CW21 Hack Day - 2021-03-31 to 2021-04-01

Batey-1941 - HP2-CW21

Hack Day idea proposers

Neil Chue Hong and Stephan Druskat


Idea name (provisional)

Enabling analysis of research software: Creating an enhanced research software corpus

Context and/or research domain

Research on research software (cross-domain)

Problem

Until very recently, a key challenge in trying to understand the research software landscape was that we didn’t know how to find research software - there was no single, comprehensive “research software directory” or curated lists of commonly used research software, though there are discipline-specific catalogues and lists (e.g. on Wikipedia), an increasing number of entries on Wikidata (e.g. for SQLite), and recent initiatives such as the NLeSC Research Software Directory and the Research Software Encyclopedia.

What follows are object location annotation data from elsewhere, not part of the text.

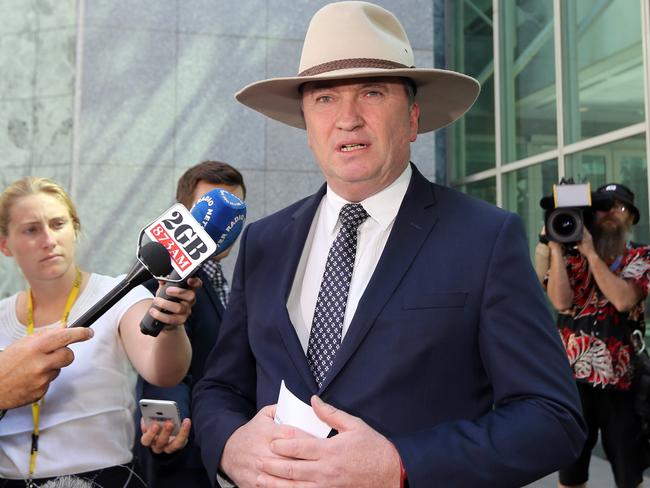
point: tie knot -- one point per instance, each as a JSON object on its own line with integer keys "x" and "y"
{"x": 352, "y": 215}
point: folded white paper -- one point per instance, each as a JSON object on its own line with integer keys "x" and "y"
{"x": 296, "y": 413}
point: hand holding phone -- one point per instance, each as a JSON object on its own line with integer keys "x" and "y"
{"x": 160, "y": 411}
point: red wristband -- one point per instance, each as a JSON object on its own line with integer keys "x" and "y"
{"x": 403, "y": 479}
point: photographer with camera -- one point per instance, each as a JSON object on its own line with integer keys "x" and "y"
{"x": 599, "y": 288}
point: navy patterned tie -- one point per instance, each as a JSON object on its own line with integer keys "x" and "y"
{"x": 327, "y": 326}
{"x": 218, "y": 281}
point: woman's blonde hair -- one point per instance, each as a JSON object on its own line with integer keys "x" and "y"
{"x": 32, "y": 185}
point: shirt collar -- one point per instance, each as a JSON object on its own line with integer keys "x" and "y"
{"x": 382, "y": 207}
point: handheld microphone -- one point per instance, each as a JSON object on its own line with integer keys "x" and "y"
{"x": 221, "y": 214}
{"x": 154, "y": 260}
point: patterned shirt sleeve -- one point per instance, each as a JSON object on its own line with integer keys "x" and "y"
{"x": 637, "y": 269}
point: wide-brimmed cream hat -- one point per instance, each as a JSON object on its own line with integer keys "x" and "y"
{"x": 359, "y": 40}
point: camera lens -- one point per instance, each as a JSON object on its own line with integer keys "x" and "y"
{"x": 565, "y": 224}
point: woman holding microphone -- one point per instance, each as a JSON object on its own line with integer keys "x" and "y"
{"x": 83, "y": 425}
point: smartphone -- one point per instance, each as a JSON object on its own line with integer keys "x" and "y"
{"x": 160, "y": 411}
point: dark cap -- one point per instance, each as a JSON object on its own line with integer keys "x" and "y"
{"x": 623, "y": 194}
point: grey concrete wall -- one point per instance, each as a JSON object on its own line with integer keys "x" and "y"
{"x": 156, "y": 81}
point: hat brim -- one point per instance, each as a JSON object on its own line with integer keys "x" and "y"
{"x": 443, "y": 96}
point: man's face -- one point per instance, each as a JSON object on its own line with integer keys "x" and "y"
{"x": 611, "y": 230}
{"x": 617, "y": 217}
{"x": 360, "y": 132}
{"x": 203, "y": 187}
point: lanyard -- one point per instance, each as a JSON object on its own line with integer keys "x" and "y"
{"x": 36, "y": 406}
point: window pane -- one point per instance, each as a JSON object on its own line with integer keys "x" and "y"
{"x": 528, "y": 67}
{"x": 473, "y": 141}
{"x": 603, "y": 66}
{"x": 620, "y": 162}
{"x": 484, "y": 189}
{"x": 522, "y": 191}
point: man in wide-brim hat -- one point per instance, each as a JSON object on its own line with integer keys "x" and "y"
{"x": 405, "y": 312}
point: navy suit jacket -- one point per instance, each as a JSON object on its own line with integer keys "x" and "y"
{"x": 451, "y": 354}
{"x": 183, "y": 468}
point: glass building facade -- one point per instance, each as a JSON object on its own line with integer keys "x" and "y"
{"x": 565, "y": 93}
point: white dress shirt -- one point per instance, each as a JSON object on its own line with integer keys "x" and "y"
{"x": 382, "y": 209}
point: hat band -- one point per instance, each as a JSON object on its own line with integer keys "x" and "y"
{"x": 352, "y": 63}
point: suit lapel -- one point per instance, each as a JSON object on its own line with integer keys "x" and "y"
{"x": 413, "y": 223}
{"x": 292, "y": 241}
{"x": 212, "y": 294}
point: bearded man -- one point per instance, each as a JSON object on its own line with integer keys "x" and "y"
{"x": 599, "y": 290}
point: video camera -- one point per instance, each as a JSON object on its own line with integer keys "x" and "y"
{"x": 569, "y": 210}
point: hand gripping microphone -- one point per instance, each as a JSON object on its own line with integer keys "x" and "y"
{"x": 221, "y": 214}
{"x": 153, "y": 260}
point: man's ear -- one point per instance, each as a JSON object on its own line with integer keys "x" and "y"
{"x": 4, "y": 248}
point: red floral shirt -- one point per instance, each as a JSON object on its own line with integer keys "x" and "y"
{"x": 597, "y": 336}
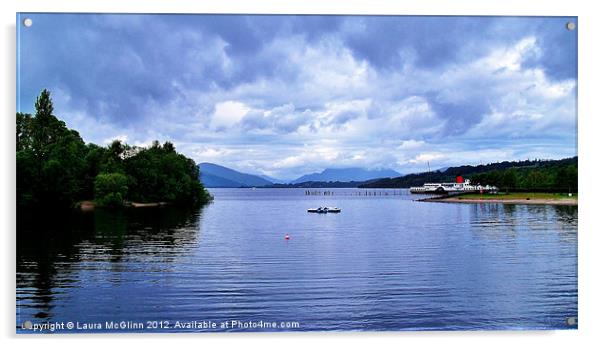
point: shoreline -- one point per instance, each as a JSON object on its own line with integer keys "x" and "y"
{"x": 451, "y": 200}
{"x": 89, "y": 205}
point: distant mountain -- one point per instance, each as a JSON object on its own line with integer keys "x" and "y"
{"x": 216, "y": 176}
{"x": 545, "y": 171}
{"x": 346, "y": 175}
{"x": 272, "y": 179}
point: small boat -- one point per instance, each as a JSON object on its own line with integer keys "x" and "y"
{"x": 324, "y": 210}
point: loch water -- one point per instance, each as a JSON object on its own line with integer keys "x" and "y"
{"x": 386, "y": 262}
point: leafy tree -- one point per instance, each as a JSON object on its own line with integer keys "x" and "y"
{"x": 110, "y": 189}
{"x": 56, "y": 168}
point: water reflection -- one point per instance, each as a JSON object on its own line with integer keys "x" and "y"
{"x": 52, "y": 247}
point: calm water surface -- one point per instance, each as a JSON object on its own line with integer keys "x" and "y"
{"x": 385, "y": 262}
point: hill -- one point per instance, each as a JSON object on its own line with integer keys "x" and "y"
{"x": 346, "y": 175}
{"x": 217, "y": 176}
{"x": 546, "y": 175}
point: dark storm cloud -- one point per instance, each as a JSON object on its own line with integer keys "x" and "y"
{"x": 349, "y": 89}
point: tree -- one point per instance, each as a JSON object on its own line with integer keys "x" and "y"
{"x": 50, "y": 158}
{"x": 110, "y": 189}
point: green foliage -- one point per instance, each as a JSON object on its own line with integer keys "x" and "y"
{"x": 56, "y": 168}
{"x": 50, "y": 162}
{"x": 533, "y": 175}
{"x": 159, "y": 173}
{"x": 110, "y": 189}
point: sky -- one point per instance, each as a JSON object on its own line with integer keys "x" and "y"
{"x": 289, "y": 95}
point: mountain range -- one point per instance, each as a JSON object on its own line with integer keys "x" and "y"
{"x": 346, "y": 175}
{"x": 217, "y": 176}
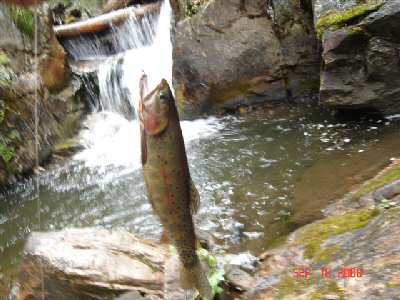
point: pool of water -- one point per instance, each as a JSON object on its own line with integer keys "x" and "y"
{"x": 259, "y": 177}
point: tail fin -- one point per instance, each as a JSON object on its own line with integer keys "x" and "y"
{"x": 197, "y": 278}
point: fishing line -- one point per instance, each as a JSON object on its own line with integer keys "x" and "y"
{"x": 36, "y": 113}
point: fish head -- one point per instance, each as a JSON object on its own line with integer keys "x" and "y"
{"x": 154, "y": 109}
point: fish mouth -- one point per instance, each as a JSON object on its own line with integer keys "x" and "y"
{"x": 153, "y": 114}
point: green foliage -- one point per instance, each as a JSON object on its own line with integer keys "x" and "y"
{"x": 215, "y": 274}
{"x": 315, "y": 234}
{"x": 387, "y": 177}
{"x": 24, "y": 19}
{"x": 330, "y": 288}
{"x": 4, "y": 59}
{"x": 193, "y": 7}
{"x": 6, "y": 153}
{"x": 334, "y": 20}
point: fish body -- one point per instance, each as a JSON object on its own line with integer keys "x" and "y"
{"x": 167, "y": 177}
{"x": 24, "y": 3}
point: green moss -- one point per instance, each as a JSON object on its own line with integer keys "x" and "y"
{"x": 275, "y": 243}
{"x": 393, "y": 285}
{"x": 334, "y": 20}
{"x": 4, "y": 60}
{"x": 289, "y": 285}
{"x": 315, "y": 234}
{"x": 329, "y": 288}
{"x": 310, "y": 85}
{"x": 326, "y": 254}
{"x": 24, "y": 19}
{"x": 387, "y": 177}
{"x": 6, "y": 153}
{"x": 215, "y": 275}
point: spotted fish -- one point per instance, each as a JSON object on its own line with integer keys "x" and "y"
{"x": 171, "y": 191}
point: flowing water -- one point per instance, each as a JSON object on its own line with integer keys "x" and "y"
{"x": 259, "y": 176}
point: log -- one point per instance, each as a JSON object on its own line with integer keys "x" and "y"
{"x": 103, "y": 22}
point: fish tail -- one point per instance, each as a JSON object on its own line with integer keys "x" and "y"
{"x": 196, "y": 278}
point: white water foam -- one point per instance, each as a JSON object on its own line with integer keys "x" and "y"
{"x": 110, "y": 138}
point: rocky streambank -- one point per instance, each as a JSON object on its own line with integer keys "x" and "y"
{"x": 231, "y": 52}
{"x": 351, "y": 253}
{"x": 51, "y": 86}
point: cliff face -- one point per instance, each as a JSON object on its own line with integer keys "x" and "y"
{"x": 230, "y": 51}
{"x": 233, "y": 51}
{"x": 58, "y": 101}
{"x": 361, "y": 45}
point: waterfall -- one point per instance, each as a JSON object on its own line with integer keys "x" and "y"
{"x": 111, "y": 135}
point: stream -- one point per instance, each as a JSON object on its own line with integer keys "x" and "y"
{"x": 259, "y": 175}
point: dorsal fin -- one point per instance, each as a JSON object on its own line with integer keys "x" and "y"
{"x": 194, "y": 198}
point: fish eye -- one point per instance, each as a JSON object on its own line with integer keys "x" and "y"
{"x": 163, "y": 96}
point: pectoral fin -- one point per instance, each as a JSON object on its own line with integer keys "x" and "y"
{"x": 194, "y": 198}
{"x": 143, "y": 145}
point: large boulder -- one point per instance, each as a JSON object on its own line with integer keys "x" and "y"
{"x": 234, "y": 51}
{"x": 101, "y": 264}
{"x": 353, "y": 253}
{"x": 90, "y": 264}
{"x": 361, "y": 46}
{"x": 59, "y": 108}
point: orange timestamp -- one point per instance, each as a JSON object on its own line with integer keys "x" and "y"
{"x": 342, "y": 273}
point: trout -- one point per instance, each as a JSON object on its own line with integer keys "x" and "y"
{"x": 172, "y": 194}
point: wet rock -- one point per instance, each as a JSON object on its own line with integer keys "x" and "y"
{"x": 245, "y": 261}
{"x": 94, "y": 263}
{"x": 388, "y": 191}
{"x": 58, "y": 93}
{"x": 357, "y": 250}
{"x": 233, "y": 51}
{"x": 90, "y": 264}
{"x": 238, "y": 279}
{"x": 360, "y": 46}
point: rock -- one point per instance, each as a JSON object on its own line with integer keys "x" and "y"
{"x": 238, "y": 278}
{"x": 54, "y": 68}
{"x": 58, "y": 93}
{"x": 357, "y": 250}
{"x": 101, "y": 264}
{"x": 360, "y": 47}
{"x": 388, "y": 191}
{"x": 244, "y": 261}
{"x": 90, "y": 264}
{"x": 232, "y": 51}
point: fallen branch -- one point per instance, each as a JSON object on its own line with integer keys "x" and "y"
{"x": 103, "y": 22}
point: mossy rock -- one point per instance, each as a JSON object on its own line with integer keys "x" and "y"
{"x": 315, "y": 234}
{"x": 387, "y": 177}
{"x": 4, "y": 59}
{"x": 24, "y": 19}
{"x": 329, "y": 288}
{"x": 334, "y": 20}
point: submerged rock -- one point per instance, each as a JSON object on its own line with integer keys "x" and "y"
{"x": 360, "y": 44}
{"x": 234, "y": 51}
{"x": 94, "y": 263}
{"x": 351, "y": 254}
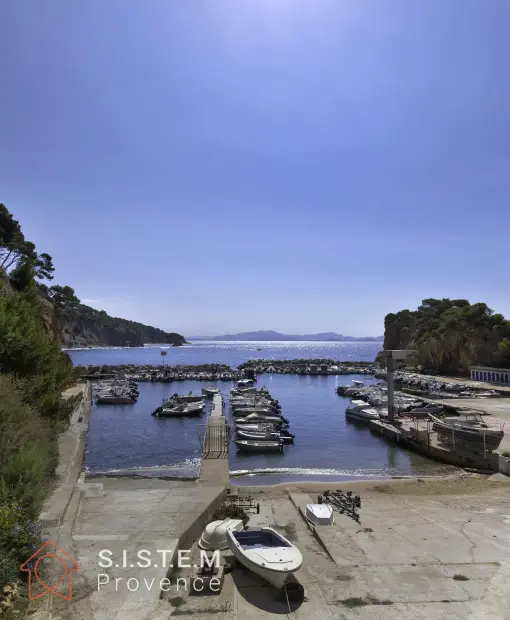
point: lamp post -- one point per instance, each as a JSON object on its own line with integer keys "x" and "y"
{"x": 392, "y": 356}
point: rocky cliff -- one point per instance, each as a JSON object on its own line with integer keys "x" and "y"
{"x": 450, "y": 335}
{"x": 82, "y": 326}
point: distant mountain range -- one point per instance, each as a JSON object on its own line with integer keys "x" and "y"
{"x": 272, "y": 336}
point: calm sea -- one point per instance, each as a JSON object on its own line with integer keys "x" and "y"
{"x": 327, "y": 445}
{"x": 231, "y": 353}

Many approaches took publications as a starting point, often manually identifying software that was mentioned in the publication. Domain registries such as swMath for mathematical software and ASCL.net for astrophysics software which accept author-led suggestions also use these techniques to identify possible candidates for inclusion. Other approaches relied on automatically mining code repositories looking for key markers, such as citation files or DOIs.

This year, two datasets have been released which have gone further to produce a “gold standard” corpus that can be used for other research. The SoftCite project is a human curated list of 4,093 software mentions in life sciences and social sciences, as a TEI/XML file: https://github.com/howisonlab/softcite-dataset. This, in turn, was used by a team at CZI to train a machine learning model that has been used to identify software references in COVID-19 research papers, collectively CORD-19, which has been published as a raw dataset: https://doi.org/10.5061/dryad.vmcvdncs0

We would like to make this data more useful for those wanting to undertake research in this area.

Solution

Potential ways of improving this include:

  • Analysing and cleaning the CORD-19 software mentions to create a canonical list of software along with common aliases (e.g. MS Excel, Excel, Microsoft Excel should all be related)
  • Annotating the datasets to provide additional useful metadata such as DOIs, URLs to code repositories where they exist, release dates
  • Creating processes and tools that assist with the above

This could then be used to provide some basic metrics around the research software landscape e.g.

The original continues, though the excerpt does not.